Disseminated intravascular coagulation
PYQ
- Diagrammatically outline the Normal Coagulation Cascade (DNB 2009/1)4
PYQ
- DIC (DNB 1996/2)15
- Discuss the pathogenesis of disseminated intravascular coagulation (DIC) and relate it to the laboratory abnormalities observed in this entity (DNB 2008/1)10
- Outline diagnosis and management of disseminated Intravascular Coagulation (DIC) (DNB 2009/1)6
- Disseminated intravascular coagulation : a) Etiology b) Diagnosis c) Treatment (DCH 2024/2)3+3+4
- DIC is a complex, acquired syndrome resulting from systemic activation of coagulation resulting in
- microvascular thrombi
- consumption of coagulation factors
Etiology
- always a secondary process
- unregulated thrombin generation
- cause multiorgan dysfunction
- consumption coagulopathy
- factors 5, 8, prothrombin and fibrinogen are consumed faster than they are produced
- bleeding and hemorrhage
- endothelial damage precipitate and amplify this process
Lab features
| Laboratory Test | Abnormality in DIC | Pathogenesis |
|---|---|---|
| Platelet count | Decreased (thrombocytopenia) | Platelet consumption in widespread clot formation |
| PT / aPTT | Prolonged | Consumption of clotting factors, especially V and VIII |
| Fibrinogen | Low (may be normal/increased early, declining is suspicious) | Consumption during ongoing thrombin-mediated clot formation; acute-phase reactant initially elevated |
| D-dimer / FDPs | Elevated | Increased fibrinolysis of widespread fibrin clots |
| Factors V and VIII | Decreased | Consumption, not synthesized to keep up with losses |
| Peripheral Blood Smear | Schistocytes, helmet cells | Microangiopathic destruction of red blood cells in microthrombi |
| LDH, Bilirubin | Elevated | Reflects tissue ischemia and hemolysis of RBCs in microvasculature |
Clinical features
Bleeding Manifestations
- Skin/Mucosal Bleeding: Petechiae, purpura, ecchymoses.
- Oozing from Venipuncture or Surgical Sites
- Hematuria (blood in urine)
- Gastrointestinal Bleeding
- Intracranial Hemorrhage
- Mucosal Bleeds: gums, nose
Thrombotic Manifestations
- Microvascular Thrombosis: May result in organ ischemia and dysfunction.
- Signs of Organ Failure:
- Acute kidney injury (renal failure)
- Pulmonary dysfunction (dyspnea, hypoxia, ARDS)
- Hepatic dysfunction (elevated liver enzymes)
- Neurological dysfunction (confusion, coma)
- Limb Ischemia or digital gangrene (in severe cases)
- Shock (from bleeding or organ failure)
Management
- Treat the Underlying Cause
- sepsis (with antibiotics),
- trauma (surgical intervention),
- malignancy (oncologic therapy),
- removal of causative toxins.
- Blood Product Replacement:
- Platelets for severe thrombocytopenia or active bleeding.
- Fresh-frozen plasma (FFP): To replenish coagulation factors if bleeding and PT/aPTT are prolonged.
- Cryoprecipitate: For hypofibrinogenemia (typically <1g/L).
- Heparin (anticoagulation): Considered when thrombosis is dominant and bleeding risk is low, such as in chronic DIC with significant organ dysfunction due to microvascular thrombosis.
- Recombinant factor VIIa or antifibrinolytics: Generally reserved for special indications or severe, refractory bleeding.
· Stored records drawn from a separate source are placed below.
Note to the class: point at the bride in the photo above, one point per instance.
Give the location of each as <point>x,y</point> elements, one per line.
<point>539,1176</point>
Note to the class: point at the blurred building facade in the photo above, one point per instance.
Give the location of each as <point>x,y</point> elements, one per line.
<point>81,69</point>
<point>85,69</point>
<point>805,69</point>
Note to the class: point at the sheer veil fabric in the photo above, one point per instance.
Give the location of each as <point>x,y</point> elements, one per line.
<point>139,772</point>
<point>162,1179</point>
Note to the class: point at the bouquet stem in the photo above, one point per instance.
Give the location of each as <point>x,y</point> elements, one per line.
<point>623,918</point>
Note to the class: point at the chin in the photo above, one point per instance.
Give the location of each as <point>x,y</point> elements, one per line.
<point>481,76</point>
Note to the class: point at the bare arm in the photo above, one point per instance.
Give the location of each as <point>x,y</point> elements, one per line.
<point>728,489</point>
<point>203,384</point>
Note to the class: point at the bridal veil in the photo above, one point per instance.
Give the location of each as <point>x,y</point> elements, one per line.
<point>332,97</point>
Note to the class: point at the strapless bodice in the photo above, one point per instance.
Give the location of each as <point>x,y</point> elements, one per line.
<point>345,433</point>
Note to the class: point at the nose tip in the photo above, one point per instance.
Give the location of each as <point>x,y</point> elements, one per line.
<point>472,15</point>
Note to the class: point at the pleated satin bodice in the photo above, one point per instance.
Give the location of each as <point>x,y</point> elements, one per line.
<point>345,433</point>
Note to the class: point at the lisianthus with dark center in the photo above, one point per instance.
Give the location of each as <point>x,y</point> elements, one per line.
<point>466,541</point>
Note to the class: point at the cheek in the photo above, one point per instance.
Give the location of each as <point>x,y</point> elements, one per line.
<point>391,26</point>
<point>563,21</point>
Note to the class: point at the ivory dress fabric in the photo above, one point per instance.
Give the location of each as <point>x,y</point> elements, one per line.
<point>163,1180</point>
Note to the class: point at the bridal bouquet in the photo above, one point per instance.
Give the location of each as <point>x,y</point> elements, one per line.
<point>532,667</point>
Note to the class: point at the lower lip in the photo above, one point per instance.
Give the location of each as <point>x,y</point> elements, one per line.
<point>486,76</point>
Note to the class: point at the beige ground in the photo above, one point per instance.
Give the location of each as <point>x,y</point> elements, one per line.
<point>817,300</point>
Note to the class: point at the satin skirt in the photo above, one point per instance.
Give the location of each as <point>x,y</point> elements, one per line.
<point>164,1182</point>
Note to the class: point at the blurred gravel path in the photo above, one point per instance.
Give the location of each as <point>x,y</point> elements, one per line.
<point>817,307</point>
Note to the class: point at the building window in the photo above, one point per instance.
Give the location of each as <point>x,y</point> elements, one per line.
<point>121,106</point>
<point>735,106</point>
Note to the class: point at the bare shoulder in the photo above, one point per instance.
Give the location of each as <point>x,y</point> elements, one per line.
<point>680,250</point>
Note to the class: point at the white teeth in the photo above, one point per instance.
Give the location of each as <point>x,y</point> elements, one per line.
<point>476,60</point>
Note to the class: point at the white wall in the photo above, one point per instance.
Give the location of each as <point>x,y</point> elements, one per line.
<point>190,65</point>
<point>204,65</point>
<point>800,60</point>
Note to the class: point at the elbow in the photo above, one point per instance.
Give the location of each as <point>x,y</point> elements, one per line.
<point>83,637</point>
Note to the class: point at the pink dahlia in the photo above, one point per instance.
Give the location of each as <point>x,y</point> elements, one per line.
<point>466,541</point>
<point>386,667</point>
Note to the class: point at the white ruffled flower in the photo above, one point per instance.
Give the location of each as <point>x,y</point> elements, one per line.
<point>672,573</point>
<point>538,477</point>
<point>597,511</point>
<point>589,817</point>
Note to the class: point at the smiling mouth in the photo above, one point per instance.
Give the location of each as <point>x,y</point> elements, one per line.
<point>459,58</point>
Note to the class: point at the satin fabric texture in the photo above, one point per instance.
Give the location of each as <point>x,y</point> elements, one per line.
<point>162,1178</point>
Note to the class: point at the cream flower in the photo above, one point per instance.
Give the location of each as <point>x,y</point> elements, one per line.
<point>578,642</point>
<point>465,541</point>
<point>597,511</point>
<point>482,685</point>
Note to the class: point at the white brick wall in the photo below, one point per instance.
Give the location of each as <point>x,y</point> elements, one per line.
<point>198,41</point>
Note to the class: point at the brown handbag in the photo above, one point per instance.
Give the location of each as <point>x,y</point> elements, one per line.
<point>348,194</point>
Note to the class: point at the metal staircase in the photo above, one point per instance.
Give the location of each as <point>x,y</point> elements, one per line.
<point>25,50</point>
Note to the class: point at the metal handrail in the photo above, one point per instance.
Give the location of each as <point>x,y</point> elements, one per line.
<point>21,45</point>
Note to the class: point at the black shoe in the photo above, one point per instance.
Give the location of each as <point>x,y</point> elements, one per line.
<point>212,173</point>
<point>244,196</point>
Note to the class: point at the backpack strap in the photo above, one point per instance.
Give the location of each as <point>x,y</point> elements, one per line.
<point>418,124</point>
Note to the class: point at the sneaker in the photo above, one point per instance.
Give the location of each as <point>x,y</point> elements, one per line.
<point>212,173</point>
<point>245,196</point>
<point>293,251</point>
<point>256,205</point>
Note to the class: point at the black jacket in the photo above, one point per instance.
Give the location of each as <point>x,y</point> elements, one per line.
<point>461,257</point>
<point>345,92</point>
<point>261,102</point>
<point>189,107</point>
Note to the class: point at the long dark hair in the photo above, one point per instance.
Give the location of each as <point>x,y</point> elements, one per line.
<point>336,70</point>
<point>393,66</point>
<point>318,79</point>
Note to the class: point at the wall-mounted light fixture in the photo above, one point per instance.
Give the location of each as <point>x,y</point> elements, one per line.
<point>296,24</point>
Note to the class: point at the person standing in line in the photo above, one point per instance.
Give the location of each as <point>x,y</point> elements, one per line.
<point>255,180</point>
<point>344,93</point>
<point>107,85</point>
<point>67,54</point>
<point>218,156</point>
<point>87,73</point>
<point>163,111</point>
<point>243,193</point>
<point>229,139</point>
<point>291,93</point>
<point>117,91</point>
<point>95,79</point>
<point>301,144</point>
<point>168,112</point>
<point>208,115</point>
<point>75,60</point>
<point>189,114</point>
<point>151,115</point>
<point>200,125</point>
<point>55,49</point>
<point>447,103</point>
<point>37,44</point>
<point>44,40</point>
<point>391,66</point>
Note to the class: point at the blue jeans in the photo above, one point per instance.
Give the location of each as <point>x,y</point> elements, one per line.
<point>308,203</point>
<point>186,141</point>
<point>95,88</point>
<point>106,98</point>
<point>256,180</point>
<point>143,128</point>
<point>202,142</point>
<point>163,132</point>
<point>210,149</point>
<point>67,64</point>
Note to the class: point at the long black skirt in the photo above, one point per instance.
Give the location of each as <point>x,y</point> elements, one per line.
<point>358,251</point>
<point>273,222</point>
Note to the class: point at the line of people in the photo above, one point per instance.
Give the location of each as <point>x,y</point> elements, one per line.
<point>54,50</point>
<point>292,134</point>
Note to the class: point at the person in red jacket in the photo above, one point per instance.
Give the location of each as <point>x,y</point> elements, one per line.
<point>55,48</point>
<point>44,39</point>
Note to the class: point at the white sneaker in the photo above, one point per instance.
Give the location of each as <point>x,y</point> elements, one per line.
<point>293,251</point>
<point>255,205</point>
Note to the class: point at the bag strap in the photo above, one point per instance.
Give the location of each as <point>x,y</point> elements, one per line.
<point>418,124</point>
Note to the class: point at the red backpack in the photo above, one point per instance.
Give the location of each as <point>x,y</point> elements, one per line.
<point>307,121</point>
Routine use is not recommended.
- Avoid unnecessary invasive procedures to minimize bleeding risk.
- Mechanical thromboprophylaxis (compression devices) is recommended for immobilized patients at risk for thrombosis.
- Monitor laboratory parameters (PT, aPTT, fibrinogen, platelets, D-dimer) to guide therapy and assess response.